Question

1. the functions f and g are continuous. the function h is given by h(x)=f(g(x)) - x. the table below gives values of the functions. explain why there must be a value c for 1 < c < 5 such that h(c)= - 2.

x	1	2	3	4	5
f(x)	0	9	7	- 3	8
g(x)	4	6	- 4	1	3

Explanation:

Step1: Recall Intermediate - Value Theorem

The Intermediate - Value Theorem states that if a function \(y = h(x)\) is continuous on a closed interval \([a,b]\), and \(k\) is a number between \(h(a)\) and \(h(b)\), then there exists at least one number \(c\) in the open interval \((a,b)\) such that \(h(c)=k\).
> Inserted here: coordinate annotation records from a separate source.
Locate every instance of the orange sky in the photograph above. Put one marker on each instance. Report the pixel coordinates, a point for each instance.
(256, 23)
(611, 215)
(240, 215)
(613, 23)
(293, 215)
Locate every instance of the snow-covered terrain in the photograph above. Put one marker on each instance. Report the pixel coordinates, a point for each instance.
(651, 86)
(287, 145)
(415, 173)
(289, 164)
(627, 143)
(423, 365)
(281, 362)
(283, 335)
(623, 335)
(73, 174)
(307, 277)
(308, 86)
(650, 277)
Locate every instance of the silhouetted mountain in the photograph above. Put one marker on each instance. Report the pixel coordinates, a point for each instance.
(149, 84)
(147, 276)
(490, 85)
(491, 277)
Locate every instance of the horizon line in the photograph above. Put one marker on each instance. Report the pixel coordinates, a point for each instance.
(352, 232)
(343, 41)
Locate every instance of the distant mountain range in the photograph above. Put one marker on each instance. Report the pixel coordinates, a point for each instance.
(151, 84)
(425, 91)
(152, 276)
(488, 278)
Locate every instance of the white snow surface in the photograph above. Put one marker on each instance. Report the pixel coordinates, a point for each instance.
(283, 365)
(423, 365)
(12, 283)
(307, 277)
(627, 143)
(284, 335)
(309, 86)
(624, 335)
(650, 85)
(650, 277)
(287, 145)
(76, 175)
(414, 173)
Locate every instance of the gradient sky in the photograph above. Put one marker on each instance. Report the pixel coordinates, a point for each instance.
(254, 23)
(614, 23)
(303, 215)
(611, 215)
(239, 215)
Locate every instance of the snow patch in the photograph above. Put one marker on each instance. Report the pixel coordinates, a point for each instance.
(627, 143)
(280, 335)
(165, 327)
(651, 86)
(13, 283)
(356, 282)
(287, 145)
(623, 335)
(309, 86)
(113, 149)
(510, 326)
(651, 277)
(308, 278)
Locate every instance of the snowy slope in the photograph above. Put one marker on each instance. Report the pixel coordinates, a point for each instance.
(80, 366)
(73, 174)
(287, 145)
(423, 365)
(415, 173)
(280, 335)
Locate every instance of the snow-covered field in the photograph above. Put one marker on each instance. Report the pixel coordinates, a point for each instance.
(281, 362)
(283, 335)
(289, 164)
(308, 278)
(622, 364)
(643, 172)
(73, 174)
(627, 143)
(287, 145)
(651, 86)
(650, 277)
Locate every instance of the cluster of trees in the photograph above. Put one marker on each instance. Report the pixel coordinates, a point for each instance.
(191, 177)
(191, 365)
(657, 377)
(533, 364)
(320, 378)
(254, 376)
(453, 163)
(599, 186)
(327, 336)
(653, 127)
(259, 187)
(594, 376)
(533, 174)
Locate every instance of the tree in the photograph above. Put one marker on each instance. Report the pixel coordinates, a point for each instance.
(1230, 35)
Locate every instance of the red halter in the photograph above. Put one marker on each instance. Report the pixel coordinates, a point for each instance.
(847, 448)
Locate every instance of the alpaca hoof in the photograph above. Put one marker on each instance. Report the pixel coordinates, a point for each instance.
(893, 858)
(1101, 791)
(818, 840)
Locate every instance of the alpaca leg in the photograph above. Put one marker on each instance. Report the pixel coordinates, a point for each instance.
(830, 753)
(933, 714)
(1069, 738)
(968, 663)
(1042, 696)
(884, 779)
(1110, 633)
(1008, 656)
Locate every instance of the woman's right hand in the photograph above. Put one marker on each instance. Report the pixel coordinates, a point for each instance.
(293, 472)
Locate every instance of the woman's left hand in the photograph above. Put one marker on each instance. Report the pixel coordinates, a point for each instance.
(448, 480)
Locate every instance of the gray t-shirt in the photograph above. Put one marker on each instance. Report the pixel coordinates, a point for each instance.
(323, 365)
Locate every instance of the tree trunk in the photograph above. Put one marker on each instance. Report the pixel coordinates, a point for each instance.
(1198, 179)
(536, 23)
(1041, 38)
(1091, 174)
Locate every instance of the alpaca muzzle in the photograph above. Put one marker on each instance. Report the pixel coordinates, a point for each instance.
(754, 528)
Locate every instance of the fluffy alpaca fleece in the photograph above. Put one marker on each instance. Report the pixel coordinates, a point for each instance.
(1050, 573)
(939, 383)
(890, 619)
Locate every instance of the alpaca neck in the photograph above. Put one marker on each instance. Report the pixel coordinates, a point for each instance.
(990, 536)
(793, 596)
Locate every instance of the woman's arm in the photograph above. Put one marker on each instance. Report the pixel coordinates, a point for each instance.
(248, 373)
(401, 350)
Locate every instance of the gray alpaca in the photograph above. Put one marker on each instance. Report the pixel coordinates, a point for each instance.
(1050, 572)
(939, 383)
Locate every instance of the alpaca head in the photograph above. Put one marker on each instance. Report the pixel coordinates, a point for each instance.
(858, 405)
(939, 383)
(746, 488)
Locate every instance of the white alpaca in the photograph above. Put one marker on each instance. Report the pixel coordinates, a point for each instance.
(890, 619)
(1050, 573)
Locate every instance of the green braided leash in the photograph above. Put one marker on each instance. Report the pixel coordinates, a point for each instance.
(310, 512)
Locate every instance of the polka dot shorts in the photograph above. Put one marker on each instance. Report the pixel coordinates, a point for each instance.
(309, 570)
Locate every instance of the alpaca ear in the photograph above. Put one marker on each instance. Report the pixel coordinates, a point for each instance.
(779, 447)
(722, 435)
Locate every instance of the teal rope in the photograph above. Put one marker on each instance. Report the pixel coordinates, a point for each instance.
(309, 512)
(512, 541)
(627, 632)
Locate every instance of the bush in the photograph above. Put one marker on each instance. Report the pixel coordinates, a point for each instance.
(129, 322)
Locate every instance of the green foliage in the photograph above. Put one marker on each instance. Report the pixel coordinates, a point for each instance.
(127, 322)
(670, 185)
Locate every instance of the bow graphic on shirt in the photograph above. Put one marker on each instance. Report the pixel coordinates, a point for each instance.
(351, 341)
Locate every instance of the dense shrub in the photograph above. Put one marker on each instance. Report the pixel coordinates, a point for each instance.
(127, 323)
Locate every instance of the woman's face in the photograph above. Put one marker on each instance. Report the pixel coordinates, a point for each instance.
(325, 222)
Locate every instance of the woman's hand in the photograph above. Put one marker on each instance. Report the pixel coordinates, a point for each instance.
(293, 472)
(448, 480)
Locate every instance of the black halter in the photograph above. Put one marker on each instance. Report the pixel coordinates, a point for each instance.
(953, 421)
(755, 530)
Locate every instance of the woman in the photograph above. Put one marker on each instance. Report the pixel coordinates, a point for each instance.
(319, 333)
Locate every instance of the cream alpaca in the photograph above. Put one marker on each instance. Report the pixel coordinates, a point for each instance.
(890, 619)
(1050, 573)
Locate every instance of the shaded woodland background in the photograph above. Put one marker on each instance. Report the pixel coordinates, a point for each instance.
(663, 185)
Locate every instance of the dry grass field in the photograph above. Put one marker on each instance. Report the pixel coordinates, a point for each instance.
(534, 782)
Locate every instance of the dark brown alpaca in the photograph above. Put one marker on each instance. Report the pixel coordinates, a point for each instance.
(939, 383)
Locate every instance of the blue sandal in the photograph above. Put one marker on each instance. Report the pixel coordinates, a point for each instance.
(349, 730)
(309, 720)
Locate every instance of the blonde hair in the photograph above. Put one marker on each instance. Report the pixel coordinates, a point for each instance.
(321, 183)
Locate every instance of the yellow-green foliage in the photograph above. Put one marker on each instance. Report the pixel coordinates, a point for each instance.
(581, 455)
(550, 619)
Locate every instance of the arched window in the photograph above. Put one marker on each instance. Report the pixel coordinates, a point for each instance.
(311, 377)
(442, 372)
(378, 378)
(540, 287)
Step2: Calculate \(h(1)\) and \(h(5)\)

First, find \(h(1)\):
\[

$$\begin{align*} h(1)&=f(g(1)) - 1\\ g(1)&=4\\ f(g(1))&=f(4)= - 3\\ h(1)&=-3 - 1=-4 \end{align*}$$

\]
Next, find \(h(5)\):
\[

$$\begin{align*} h(5)&=f(g(5)) - 5\\ g(5)&=3\\ f(g(5))&=f(3)=7\\ h(5)&=7 - 5 = 2 \end{align*}$$

\]

Step3: Apply Intermediate - Value Theorem

We want \(h(c)=-2\). Since \(h(x)\) is continuous (because \(f\) and \(g\) are continuous, and the composition and subtraction of continuous functions is continuous), and \(-4=h(1)<-2 < h(5)=2\), by the Intermediate - Value Theorem, there must be a value \(c\) in the open interval \((1,5)\) such that \(h(c)=-2\).

Answer:

There must be a value \(c\) for \(1 < c < 5\) such that \(h(c)=-2\) because \(h(x)\) is continuous on \([1,5]\), \(h(1)=-4\), \(h(5)=2\), and \(-2\) is between \(-4\) and \(2\), so the Intermediate - Value Theorem applies.